The handle is an identifier or pointer to the digital object and the Digital Object Architecture has been implemented in the Handle system. The Handle system actually works today and many library and cataloguing system are using the Handle system for managing their information like the DOI system. The Handle system software is written in Java. If a client wants to access the handle, it uses a proxy server (hdl.handle.net) to get access to the Handle system, so it uses the existing internet architecture without any change to the DNS.
The Digital Object Architecture can also be used to manage items of value such as digital cash. MetaObjects in the architecture are like generalized folders and metadata registries are like web service registries (like UDDI). CORDRA is a federated collection of metadata registries, just like in the Jini architecture as well. In the demo, there is a version for using the digital object architecture with Adobe Acrobat PDF files. Bob is mentioning how digital object identifiers are growing at a rate of 4-5 million per year and being used by customers today.
One of the intellectual questions that Bob is addressing is what information do companies want to share and make public? A very interesting and complex question to address. There are many different applications of digital objects like network storage and archiving, identity management, PKI infrastructure, authentication of information, personal locator information, digital cash, publications, cataloguing, and even social networks (in my opinion).

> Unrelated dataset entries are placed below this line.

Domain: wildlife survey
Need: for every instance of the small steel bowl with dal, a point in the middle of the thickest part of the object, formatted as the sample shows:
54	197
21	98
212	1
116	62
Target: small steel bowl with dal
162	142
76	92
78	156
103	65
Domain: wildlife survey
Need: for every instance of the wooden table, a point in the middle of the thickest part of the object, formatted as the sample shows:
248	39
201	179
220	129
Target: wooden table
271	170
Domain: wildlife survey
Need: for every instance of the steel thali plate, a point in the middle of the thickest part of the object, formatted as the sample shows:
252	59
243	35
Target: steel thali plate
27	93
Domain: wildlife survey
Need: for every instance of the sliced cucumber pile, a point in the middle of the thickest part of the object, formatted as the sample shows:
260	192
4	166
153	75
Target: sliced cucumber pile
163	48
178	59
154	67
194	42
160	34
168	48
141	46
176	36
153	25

So one of things that the talk is based on is that it uses the existing internet architecture. My question to Bob was whether the Digital Object Architecture will work with new internet architectures such as Internet 2.0 being proposed by MIT and other research institutions, and the planetary internet by NASA and Vint Cerf. His answer was that the Digital Object Architecture is independent of the network, so it is agnostic to whether the internet radically changes. However, I'm a little bit skeptical of that because what happens if all the concepts that we think about the internet totally change? What happens if there is no DNS resolution system? Would the architecture still work?
Very interesting talk and he was great in answering questions, where he repeated the question to the audience before answering. Something that I should follow in my talks as well.